First Cricket World Cup final won by a “super over”
- Who
- England, New Zealand
- What
- First
- Where
- United Kingdom (London)
- When
- 14 July 2019
The so-called “super over” – six balls of bat-swishing mayhem to determine the winner of a tied match – was used for the first time in an ICC World Cup final when England took on New Zealand in cricket’s showpiece One-Day International at Lord’s, London, UK, on 14 July 2019. Remarkably, after both teams had posted scores of 241 in the 50-overs-per-side match, they fought out another tie in the “super over”, with New Zealand (15 for 1) replying to England’s 15 without loss.
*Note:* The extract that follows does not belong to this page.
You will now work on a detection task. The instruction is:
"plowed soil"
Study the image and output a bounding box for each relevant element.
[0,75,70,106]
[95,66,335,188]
In a frenetic finale, the hosts were declared the winners after scoring more boundaries than New Zealand in the regulation match and the “super over” combined (26 to 17).
The “super over” was introduced to limited-overs cricket in 2008 and the World Cup specifically in 2011 (some 36 years after the first ICC World Cup was staged in 1975), although it wasn’t utilized until the England-New Zealand final in 2019. The “super over” replaced the stump-shattering “bowl-out” to separate teams after a tied match.
The 2019 World Cup final was the first-ever One-Day International to be decided by a “super over”, although it had previously been used in women’s and men’s Twenty20 Internationals as far back as 2010.
England’s “champagne super over” (as it was dubbed by the sports press), bowled by Jofra Archer, secured the hosts’ first-ever World Cup triumph after falling at the final hurdle on three previous occasions (1979, 1987 and 1992).